Nobel Prize Exploratory Data Analysis with Lets-Plot

The data is provided by Kaggle.

Preparation

In [1]:
from sys import executable
!{executable} -m pip install colorcet
Requirement already satisfied: colorcet in /Users/asmirnov/opt/anaconda3/envs/lets-plot-docs/lib/python3.8/site-packages (3.0.0)
Requirement already satisfied: param>=1.7.0 in /Users/asmirnov/opt/anaconda3/envs/lets-plot-docs/lib/python3.8/site-packages (from colorcet) (1.12.2)
Requirement already satisfied: pyct>=0.4.4 in /Users/asmirnov/opt/anaconda3/envs/lets-plot-docs/lib/python3.8/site-packages (from colorcet) (0.4.8)
In [2]:
import numpy as np
import pandas as pd
import colorcet as cc

from lets_plot import *
from lets_plot.geo_data import *
LetsPlot.setup_html()
The geodata is provided by © OpenStreetMap contributors and is made available here under the Open Database License (ODbL).
In [3]:
def get_counts_df(local_df, *, column, column_name=None):
    vc_df = local_df[column].value_counts().to_frame('count')
    vc_df.index.name = column_name if column_name else column
    vc_df = vc_df.reset_index()
    return vc_df
In [4]:
df = pd.read_csv("https://raw.githubusercontent.com/JetBrains/lets-plot-docs/master/data/nobel.csv")

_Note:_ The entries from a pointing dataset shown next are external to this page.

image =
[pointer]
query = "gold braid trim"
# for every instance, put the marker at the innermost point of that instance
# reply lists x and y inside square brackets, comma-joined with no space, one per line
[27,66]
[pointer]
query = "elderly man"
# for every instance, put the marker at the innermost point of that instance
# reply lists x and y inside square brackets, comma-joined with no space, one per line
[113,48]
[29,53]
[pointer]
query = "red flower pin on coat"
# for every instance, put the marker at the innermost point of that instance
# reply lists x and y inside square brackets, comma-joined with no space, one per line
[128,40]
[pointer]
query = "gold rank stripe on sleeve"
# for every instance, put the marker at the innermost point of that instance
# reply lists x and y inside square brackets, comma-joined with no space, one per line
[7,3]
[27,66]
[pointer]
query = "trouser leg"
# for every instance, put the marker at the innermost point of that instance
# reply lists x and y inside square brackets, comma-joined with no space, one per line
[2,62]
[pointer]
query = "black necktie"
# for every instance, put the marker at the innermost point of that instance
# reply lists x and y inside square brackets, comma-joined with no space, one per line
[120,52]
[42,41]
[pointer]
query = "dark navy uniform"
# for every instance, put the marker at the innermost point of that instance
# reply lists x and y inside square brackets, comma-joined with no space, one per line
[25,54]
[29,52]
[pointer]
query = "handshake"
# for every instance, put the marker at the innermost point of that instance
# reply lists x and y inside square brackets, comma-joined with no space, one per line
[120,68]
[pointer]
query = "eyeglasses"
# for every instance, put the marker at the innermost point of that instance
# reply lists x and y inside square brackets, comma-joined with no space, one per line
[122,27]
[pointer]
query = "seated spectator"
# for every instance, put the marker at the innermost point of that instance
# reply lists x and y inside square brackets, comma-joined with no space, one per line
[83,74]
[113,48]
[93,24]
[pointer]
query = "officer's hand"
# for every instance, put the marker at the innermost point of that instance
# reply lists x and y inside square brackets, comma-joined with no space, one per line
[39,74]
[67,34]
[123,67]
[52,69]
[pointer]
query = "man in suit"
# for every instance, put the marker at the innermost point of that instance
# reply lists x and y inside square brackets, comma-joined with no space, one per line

all_countries = pd.Series(list(set(list(df.born_country_code) + \
                                   list(df.died_country_code) + \
                                   list(df.country_of_university))))
all_countries = all_countries[~all_countries.isna()]
geocoded_countries_df = geocode_countries(all_countries).ignore_not_found().get_geocodes()
geocoded_countries_dict = geocoded_countries_df.set_index('country').to_dict()['found name']
df = df.replace({
    'born_country_code':
        dict(geocoded_countries_dict, \
             **{str(c): np.nan for c in set(df.born_country_code) - set(geocoded_countries_dict.keys())}),
    'died_country_code':
        dict(geocoded_countries_dict, \
             **{str(c): np.nan for c in set(df.died_country_code) - set(geocoded_countries_dict.keys())}),
    'country_of_university':
        dict(geocoded_countries_dict, \
             **{str(c): np.nan for c in set(df.country_of_university) - set(geocoded_countries_dict.keys())})
})
df = df.rename(columns={'born_country_code': 'born_country', \
                        'died_country_code': 'died_country', \
                        'share': 'prize_share'})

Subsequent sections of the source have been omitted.